ドイツ自動車大手のフォルクスワーゲン(VW)は4月26日、自動車関連企業間のデータ共有を可能にするアライアンス「カテナ-X自動車ネットワーク(Catena-X Automotive Network)」に創設メンバーとして参加することを発表外部サイトへ、新しいウィンドウで開きますした。

VWはカテナ-Xへの参加を、同社の約4万社の部品供給企業や協業企業との供給網を整備するためのさらなる一歩としている。同社は2019年、アマゾンウェブサービス(AWS)およびシーメンスと産業用クラウドを構築しており、カテナ-Xへの参加で同クラウドの相乗作用が進む可能性があるとしている。

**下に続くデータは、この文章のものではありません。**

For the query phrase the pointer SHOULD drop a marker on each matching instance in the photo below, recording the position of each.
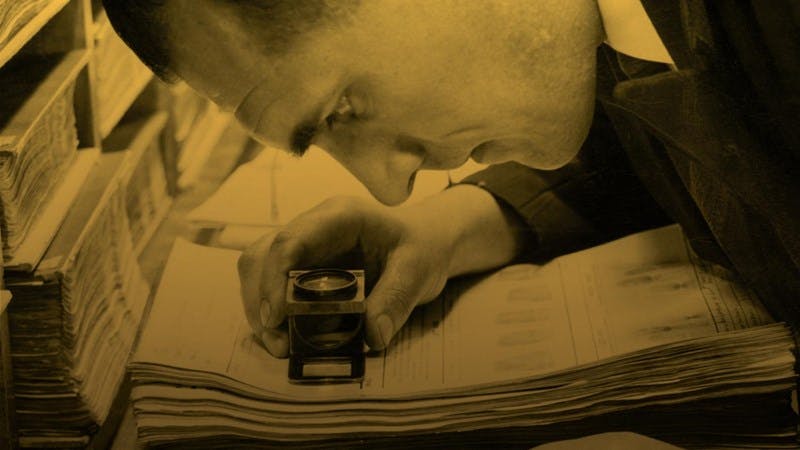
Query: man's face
(403, 86)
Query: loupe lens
(333, 284)
(329, 331)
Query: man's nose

ムラート・アクセルVW取締役(調達担当)は「サプライヤーからメーカーまで一気通貫でデータを共有することで、材料・部品の流れを効率的に管理でき、ボトルネックをいち早く識別できる」としている。

自動車産業に関わるドイツ企業が上流から下流まで参加

カテナ-Xは、2021年3月に経済・エネルギー省が開催したオンラインイベントで、ダイムラーとBMWがその設立を発表していた。同アライアンスは、自動車産業のサプライチェーン間でデータを交換・共有するためのプラットフォーム。情報・データ交換などを標準化することで、(1)自動車産業の競争力を強化し、(2)企業間協力の効率性を高め、(3)企業間プロセスを加速することを目指す。

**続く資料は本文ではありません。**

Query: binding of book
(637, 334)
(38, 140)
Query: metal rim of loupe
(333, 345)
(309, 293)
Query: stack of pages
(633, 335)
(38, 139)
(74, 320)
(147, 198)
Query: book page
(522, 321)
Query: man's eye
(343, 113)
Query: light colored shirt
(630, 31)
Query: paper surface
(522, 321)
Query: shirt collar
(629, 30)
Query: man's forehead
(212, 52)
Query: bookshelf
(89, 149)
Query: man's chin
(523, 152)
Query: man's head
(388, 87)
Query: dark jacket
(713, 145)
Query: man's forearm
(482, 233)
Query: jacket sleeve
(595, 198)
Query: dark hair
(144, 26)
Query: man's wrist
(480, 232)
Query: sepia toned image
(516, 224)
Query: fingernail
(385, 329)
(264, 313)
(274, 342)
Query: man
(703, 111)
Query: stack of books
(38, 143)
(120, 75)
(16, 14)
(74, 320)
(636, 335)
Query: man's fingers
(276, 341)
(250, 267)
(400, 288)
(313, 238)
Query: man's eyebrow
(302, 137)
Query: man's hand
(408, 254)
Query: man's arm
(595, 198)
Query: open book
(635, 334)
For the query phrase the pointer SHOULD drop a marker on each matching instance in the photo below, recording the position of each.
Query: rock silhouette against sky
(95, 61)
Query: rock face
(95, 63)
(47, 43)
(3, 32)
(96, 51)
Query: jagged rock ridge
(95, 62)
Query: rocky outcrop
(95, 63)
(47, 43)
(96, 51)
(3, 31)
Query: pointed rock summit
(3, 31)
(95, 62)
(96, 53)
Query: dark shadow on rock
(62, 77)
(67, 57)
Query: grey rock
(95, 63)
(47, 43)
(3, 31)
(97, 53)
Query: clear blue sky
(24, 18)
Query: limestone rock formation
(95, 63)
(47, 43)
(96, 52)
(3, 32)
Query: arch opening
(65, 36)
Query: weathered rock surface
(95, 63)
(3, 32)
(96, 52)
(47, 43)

第1段階として、カテナ-Xはデータ共有によって、生産性、持続可能性向上に寄与する5分野を特定。(1)品質管理、(2)物流、(3)保守・保全、(4)サプライチェーン管理、(5)持続可能性の分野でパイロットプロジェクトを進めていく。中期的には、生産、開発分野も視野に入れる。

カテナ-Xには、現時点で25社・団体が参加している。自動車メーカーではVW、BMW、メルセデス・ベンツ、自動車部品ではボッシュ、シェフラー、ZF、通信・ソフトウエアではドイツテレコム、SAP、化学・素材ではBASF、ヘンケル、産業用機械ではシーメンスなど、自動車産業に関わるドイツ企業が上流から下流まで参加する。加えて、ドイツ航空宇宙センター(DLR)、フラウンホーファー研究所などの研究機関も参画している。DMG森精機の子会社で、工場のデジタル化などのサービスを提供するISTOSもメンバーになっている。

BMWなどの発表によると、カテナ-Xの成功には中小企業の積極的な参画が重要なため、中小企業でも多額のITインフラ投資なく参画できるかたちにしているという。既に中小企業の参加もあり、ドイツ経済紙「ハンデルスブラット」(2021年4月27日)によると、200社以上が関心を示しているという。